Grab some wire mesh, the kind that you would normally string moss to. Stick into substrate in an even matter along the edges of where you'd like your sand to reside. Then, yank plants and scoop out the substrate with anything you have handy. Obviously, the water will cloud. I did this with one tank that had all my inverts in a holding tank (CRS tank). In the second tank, I left all the fauna in the tank. In the no fauna tank I drained the water completely and scooped all the way to the glass. In the second tank I just went a few inches deep. I had no casualties from this in either tank, nor did I have any ammonia spikes from upsetting the aquasoil. 

Then, unless you are using the powder type decorative sand, just poor sand into a measuring cup or poorer, slowly lower down to the substrate and poor. Your water will cloud a little for a few hours, but no big deal. The sand is a lot heavier then soil so it won't go all over the tank so long as you are careful and move slowly. Would help to have the filter off if you are doing this with a full tank of water. 

Hint: Would pay to have lots of plants and/or rocks at the edges of your sand, and especially right on top to mask the bits of mesh that will poke out for awhile until everything grows in. 
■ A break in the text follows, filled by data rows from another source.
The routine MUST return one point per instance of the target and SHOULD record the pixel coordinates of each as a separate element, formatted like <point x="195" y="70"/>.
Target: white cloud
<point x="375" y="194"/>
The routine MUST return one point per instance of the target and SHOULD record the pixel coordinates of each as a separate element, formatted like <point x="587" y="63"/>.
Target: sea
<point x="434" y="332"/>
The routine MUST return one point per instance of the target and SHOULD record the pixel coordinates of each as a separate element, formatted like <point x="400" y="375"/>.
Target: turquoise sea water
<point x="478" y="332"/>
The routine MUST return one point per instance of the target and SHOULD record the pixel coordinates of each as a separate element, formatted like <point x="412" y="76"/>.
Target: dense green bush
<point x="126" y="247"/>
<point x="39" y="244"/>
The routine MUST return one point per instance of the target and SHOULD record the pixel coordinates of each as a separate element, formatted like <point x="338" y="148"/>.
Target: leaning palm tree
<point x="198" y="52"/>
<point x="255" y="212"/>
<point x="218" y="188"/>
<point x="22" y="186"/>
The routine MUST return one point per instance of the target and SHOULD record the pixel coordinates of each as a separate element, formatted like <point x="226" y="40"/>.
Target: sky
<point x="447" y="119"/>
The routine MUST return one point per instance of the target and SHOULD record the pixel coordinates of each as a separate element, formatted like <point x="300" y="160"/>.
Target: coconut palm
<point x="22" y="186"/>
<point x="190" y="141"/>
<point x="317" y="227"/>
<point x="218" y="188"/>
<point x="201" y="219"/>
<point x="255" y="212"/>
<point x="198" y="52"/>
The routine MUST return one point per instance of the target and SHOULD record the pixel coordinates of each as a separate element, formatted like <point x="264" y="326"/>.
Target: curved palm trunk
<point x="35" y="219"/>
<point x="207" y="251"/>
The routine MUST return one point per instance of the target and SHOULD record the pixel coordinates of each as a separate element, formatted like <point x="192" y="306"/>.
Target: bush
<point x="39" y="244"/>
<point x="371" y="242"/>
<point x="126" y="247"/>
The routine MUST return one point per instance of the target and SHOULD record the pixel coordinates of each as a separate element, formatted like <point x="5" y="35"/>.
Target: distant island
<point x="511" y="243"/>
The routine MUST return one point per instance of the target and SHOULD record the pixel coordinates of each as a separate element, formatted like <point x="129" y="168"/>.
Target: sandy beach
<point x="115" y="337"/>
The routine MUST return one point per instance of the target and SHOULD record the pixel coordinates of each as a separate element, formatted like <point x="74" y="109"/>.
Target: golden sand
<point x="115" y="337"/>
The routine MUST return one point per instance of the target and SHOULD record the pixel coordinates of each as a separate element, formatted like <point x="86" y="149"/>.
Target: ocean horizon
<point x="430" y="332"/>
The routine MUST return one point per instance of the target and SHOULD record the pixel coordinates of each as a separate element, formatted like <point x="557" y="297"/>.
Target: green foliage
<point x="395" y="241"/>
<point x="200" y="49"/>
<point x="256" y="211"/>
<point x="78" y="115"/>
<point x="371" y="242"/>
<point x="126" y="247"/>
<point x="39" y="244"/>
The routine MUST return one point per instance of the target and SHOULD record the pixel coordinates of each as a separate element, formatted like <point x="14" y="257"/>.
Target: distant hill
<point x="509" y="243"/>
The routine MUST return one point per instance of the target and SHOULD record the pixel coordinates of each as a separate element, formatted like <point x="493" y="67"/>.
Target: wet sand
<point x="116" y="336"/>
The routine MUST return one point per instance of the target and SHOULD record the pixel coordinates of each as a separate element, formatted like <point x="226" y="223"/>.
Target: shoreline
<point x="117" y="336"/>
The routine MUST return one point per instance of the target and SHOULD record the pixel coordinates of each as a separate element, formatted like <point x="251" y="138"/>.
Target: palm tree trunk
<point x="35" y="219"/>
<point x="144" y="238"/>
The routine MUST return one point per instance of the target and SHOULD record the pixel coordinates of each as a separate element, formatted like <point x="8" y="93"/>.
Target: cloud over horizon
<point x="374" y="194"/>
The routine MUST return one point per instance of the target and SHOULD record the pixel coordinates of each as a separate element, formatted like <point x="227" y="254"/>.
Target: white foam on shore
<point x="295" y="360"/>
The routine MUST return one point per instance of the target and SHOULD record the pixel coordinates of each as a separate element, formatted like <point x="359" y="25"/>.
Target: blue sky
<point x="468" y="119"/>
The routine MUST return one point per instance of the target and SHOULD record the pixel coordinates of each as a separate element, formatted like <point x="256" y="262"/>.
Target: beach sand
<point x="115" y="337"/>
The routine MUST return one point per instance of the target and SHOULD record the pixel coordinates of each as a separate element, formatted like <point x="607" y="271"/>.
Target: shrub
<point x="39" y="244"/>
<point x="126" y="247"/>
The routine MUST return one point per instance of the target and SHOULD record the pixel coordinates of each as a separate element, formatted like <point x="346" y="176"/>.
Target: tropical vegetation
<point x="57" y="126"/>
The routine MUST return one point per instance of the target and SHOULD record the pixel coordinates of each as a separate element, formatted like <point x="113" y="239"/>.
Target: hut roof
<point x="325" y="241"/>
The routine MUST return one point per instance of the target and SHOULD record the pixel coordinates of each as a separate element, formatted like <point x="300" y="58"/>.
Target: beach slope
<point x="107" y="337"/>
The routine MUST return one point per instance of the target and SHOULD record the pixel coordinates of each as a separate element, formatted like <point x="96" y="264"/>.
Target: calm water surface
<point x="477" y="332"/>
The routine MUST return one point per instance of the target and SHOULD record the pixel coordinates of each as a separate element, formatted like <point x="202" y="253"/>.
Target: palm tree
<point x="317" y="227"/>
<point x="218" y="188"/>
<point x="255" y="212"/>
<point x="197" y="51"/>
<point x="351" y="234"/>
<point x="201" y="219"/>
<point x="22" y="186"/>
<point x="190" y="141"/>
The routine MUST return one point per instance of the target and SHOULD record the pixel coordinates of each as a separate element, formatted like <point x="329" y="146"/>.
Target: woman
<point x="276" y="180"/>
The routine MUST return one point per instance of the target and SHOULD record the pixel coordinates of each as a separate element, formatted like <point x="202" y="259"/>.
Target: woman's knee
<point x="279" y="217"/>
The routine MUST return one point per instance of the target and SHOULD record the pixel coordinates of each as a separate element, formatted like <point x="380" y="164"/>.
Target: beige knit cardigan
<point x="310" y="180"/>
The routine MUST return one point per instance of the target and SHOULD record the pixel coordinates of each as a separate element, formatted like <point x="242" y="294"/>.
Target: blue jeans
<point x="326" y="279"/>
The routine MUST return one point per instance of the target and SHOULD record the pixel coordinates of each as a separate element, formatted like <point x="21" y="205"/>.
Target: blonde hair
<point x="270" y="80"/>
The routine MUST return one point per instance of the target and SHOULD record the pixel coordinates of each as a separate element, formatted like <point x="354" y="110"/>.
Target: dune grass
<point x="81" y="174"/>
Personally, I think the sunken look of the sand is a fantastic accent, but this way will take more work, and you'll want to quarantine your fauna and drain all your water to achieve this.


----------



## shrimpnmoss (Apr 8, 2011)

Nice write up. That new sand path is HOT! I like all your scapes. The 60f too.

Do you have to replace or top off the sand occasionally when it gets nasty with detritus?


----------



## youjettisonme (Dec 24, 2010)

shrimpnmoss said:


> Nice write up. That new sand path is HOT! I like all your scapes. The 60f too.
> 
> Do you have to replace or top off the sand occasionally when it gets nasty with detritus?


Thanks. You can just use a normal aqua water sifter every once in awhile to remove the detritus. Also, if you have a lot of amanos or cory cats, You are bound to get some aquasoil on your sand occasionally no matter how careful you are. In this case, you can just poke the bits of soil down with large tweezers if need be. Doesn't take much.


----------